# Starting a new cycle help?



## ProfilesRubiks (Dec 12, 2009)

i'm having trouble with starting a new cycle. i just don't understand how i'm supposed to either fix it, or simply memo, then start the cycle.

my memory method goes like this : i make a letter for each sticker, for edges, then corners, every letter has a word assigned to it, and i make a story out of it.
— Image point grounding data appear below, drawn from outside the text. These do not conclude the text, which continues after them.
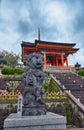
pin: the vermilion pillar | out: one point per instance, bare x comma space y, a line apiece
62, 59
56, 60
44, 60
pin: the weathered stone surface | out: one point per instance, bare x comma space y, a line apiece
50, 121
33, 90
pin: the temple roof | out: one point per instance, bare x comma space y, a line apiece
27, 44
55, 43
46, 42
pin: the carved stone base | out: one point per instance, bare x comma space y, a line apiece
34, 110
50, 121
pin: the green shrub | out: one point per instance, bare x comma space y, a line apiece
12, 71
81, 73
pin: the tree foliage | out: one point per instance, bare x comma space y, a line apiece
11, 58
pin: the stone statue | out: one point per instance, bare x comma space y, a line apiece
33, 90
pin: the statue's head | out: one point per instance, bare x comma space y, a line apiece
35, 60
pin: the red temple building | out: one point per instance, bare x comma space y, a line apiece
55, 53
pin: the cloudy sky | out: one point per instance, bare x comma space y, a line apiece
58, 20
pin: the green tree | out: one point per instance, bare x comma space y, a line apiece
11, 58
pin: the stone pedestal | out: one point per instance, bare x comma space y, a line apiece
50, 121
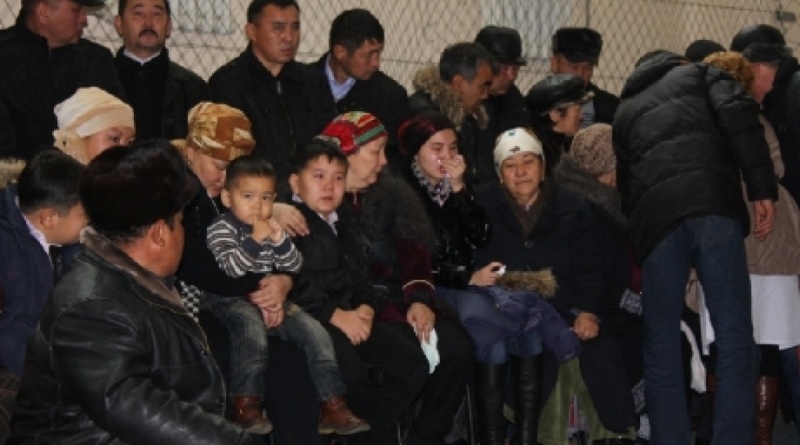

does anyone know a video, or how exactly to start a new cycle ?


----------



## yoruichi (Dec 12, 2009)

um
well u only need to break if u have 2 pieces left so lets say the last piece in a cycle is X (and ur starting piece was A). then just cycle A-X-? where ? is any piece of a different cycle


----------



## ProfilesRubiks (Dec 12, 2009)

i'im going by badmephisto's tutorial. (youtube it). from wht he describes he only shows how to start it, but not end it. when i end a different cycle there's still either more to do, or it's scrambled again.


----------



## Carson (Dec 12, 2009)

When you begin a new cycle, you will have a certain amount of pieces that you have already solved and a certain amount that you have not solved. Simply pick a sticker from one of the pieces that you have NOT yet solved and add that to the memo. You will be temporarily storing your buffer piece in that sticker slot. If you end up with either that sticker, or another sticker on that same piece, then that is either the last piece, or you will have to begin yet another cycle.

For this reason, you can shoot to the same piece more than one time in a solve.


----------